Online IT Guru offers a comprehensive Data Science Course that integrates machine learning online training designed for beginners and experienced professionals. Our program provides in-depth exposure to core concepts of data science, data analytics, machine learning algorithms, statistics, Python programming, and tools widely used in the industry.
With 60+ hours of live training, practical projects, and continuous mentor support, this data science course with machine learning online prepares you for a rewarding career in data-driven domains.
Why Choose Our Data Science Course?
Our Data Science Course combines theory with hands-on practice. Below are some key reasons to choose Online IT Guru:
- Live interactive training with industry experts
- Projects using real-world datasets
- Lifetime access to LMS and recorded sessions
- Job assistance with 200+ global hiring partners
- Certification aligned with industry standards
- 24x7 learner support for queries and technical issues
Who Should Take This Data Science Course?
This program is ideal for:
- Software developers and engineers
- Data analysts and business analysts
- Professionals looking to transition into data science
- Fresh graduates aiming to build careers in data science and AI
- Project managers who want to understand machine learning applications
No prior experience in data science is mandatory, but a basic understanding of mathematics, statistics, or programming will be beneficial.

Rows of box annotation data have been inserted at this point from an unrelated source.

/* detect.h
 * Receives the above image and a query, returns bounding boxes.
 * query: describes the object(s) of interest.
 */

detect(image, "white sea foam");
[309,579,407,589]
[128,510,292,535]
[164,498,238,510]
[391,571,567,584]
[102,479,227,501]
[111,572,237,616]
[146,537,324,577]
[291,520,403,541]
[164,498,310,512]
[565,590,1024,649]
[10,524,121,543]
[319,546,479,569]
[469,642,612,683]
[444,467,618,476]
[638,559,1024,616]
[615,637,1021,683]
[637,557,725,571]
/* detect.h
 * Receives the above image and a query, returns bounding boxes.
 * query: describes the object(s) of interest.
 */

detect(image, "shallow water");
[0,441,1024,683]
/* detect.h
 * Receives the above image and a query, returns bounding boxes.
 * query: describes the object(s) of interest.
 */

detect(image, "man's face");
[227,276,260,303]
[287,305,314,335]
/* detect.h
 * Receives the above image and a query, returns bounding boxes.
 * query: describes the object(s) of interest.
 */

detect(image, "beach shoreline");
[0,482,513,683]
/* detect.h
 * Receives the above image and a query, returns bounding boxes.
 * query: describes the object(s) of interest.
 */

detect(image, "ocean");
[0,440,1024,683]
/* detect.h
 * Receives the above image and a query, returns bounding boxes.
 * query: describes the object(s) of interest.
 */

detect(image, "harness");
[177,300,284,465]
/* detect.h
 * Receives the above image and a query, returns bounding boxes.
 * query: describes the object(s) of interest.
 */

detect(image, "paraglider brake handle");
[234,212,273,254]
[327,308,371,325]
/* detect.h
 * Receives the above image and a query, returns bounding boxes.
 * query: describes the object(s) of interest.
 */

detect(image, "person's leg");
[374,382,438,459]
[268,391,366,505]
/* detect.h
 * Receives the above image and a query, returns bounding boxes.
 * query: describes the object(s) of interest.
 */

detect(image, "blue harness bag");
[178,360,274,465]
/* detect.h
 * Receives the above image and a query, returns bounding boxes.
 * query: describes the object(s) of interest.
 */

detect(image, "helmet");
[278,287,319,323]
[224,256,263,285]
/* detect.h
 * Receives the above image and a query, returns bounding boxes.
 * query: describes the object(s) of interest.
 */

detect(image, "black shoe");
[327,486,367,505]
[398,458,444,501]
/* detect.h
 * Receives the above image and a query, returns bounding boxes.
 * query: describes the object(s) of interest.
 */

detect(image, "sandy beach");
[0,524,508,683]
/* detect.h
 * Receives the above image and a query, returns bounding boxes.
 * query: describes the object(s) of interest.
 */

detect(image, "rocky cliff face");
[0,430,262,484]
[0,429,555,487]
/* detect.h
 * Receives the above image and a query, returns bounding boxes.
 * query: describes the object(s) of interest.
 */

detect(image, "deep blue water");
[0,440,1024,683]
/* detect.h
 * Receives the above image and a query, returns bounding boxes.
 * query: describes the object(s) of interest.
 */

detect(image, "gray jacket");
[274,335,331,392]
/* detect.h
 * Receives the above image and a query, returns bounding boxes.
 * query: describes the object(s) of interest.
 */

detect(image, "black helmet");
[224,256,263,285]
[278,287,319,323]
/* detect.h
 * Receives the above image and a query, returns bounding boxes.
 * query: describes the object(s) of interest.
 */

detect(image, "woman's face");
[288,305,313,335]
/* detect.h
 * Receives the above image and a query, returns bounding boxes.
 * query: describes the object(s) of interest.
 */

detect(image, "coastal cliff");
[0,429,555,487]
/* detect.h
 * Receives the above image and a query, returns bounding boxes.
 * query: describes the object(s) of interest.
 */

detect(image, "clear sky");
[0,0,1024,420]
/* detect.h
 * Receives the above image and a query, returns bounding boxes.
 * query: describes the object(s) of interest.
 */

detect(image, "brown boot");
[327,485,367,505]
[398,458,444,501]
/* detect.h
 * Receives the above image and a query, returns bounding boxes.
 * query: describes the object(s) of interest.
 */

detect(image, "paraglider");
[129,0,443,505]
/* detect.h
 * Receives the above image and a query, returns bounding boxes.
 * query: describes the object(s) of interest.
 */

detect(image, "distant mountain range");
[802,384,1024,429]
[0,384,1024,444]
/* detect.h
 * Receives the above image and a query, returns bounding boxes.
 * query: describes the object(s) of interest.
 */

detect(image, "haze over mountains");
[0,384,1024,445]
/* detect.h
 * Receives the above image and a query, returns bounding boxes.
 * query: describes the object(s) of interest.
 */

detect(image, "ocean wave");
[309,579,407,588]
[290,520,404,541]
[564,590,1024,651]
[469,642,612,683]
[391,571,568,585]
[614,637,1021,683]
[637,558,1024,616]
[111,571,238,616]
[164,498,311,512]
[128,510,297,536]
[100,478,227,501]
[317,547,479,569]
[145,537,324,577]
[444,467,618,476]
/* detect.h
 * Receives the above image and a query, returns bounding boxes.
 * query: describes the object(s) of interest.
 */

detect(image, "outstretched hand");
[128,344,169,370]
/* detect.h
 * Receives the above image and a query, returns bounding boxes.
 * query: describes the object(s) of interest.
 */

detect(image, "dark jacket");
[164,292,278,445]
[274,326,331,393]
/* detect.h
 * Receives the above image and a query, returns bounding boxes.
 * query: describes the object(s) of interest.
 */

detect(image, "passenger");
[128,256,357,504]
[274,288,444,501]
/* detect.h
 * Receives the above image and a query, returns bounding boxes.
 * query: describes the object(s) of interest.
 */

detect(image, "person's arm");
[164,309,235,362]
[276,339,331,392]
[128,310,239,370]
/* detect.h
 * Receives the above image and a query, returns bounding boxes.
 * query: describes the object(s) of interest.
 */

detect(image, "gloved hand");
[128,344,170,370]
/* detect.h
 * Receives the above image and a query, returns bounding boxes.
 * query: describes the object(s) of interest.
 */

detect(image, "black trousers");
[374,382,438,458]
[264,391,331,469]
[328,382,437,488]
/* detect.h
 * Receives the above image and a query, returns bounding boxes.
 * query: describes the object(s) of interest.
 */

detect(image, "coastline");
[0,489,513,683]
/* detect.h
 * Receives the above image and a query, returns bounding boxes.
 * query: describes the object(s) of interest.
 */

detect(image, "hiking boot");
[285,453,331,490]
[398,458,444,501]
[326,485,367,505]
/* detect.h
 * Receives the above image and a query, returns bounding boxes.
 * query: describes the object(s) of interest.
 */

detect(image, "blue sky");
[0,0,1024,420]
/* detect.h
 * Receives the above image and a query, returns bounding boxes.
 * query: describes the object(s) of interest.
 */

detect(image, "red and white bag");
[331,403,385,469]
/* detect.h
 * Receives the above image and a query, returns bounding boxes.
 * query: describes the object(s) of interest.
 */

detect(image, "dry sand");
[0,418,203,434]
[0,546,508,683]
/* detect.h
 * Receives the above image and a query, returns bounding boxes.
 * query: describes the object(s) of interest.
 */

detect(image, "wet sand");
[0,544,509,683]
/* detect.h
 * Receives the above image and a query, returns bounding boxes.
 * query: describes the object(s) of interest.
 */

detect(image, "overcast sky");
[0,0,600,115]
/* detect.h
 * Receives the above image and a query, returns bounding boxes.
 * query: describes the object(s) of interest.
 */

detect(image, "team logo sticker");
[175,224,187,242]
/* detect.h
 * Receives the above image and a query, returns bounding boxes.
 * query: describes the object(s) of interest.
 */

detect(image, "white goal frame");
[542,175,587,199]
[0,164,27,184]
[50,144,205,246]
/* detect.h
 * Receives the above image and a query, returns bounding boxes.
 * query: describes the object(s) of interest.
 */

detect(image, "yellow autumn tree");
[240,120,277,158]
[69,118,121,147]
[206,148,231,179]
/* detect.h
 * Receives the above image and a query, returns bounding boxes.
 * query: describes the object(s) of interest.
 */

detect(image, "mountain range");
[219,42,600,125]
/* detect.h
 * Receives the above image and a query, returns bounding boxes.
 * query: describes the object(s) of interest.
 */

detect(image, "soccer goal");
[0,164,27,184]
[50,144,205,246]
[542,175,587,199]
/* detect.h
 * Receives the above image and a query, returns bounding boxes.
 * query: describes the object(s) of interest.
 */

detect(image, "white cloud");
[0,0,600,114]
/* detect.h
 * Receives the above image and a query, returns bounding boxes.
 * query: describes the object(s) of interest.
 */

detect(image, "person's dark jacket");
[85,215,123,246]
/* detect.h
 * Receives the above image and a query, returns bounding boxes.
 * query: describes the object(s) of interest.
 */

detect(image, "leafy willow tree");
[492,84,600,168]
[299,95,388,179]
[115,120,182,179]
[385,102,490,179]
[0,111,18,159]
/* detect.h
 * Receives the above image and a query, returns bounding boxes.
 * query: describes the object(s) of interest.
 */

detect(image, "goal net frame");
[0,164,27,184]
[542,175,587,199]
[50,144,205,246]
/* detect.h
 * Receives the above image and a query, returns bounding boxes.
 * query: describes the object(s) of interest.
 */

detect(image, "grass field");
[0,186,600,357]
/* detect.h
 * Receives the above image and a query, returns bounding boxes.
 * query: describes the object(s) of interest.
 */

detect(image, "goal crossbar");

What You Will Learn in This Data Science Course
Our Data Science Course with machine learning online covers a structured curriculum, including:
Introduction to Data Science
The course begins by building a solid foundation in data science. You will understand the data science lifecycle, which represents the stages involved in executing a data science project — from identifying a problem and gathering data to cleaning, analyzing, modeling, and deploying the solution.
You will also learn about the role of a data scientist. Data scientists not only analyze data but also communicate insights that drive business decisions. This module helps you see the bigger picture — how data scientists add value in industries like healthcare, finance, e-commerce, and more.
Finally, you will get an overview of essential tools and technologies. This includes an introduction to programming languages like Python, data handling libraries, visualization tools, machine learning frameworks, and cloud platforms that modern data scientists use in their daily work.
Python for Data Science
Python is at the heart of data science because of its simplicity, readability, and rich ecosystem. In this module, you will:
Learn core Python concepts, including variables, data types, control structures (loops, conditionals), functions, and object-oriented programming. These fundamentals will enable you to write clean and efficient code.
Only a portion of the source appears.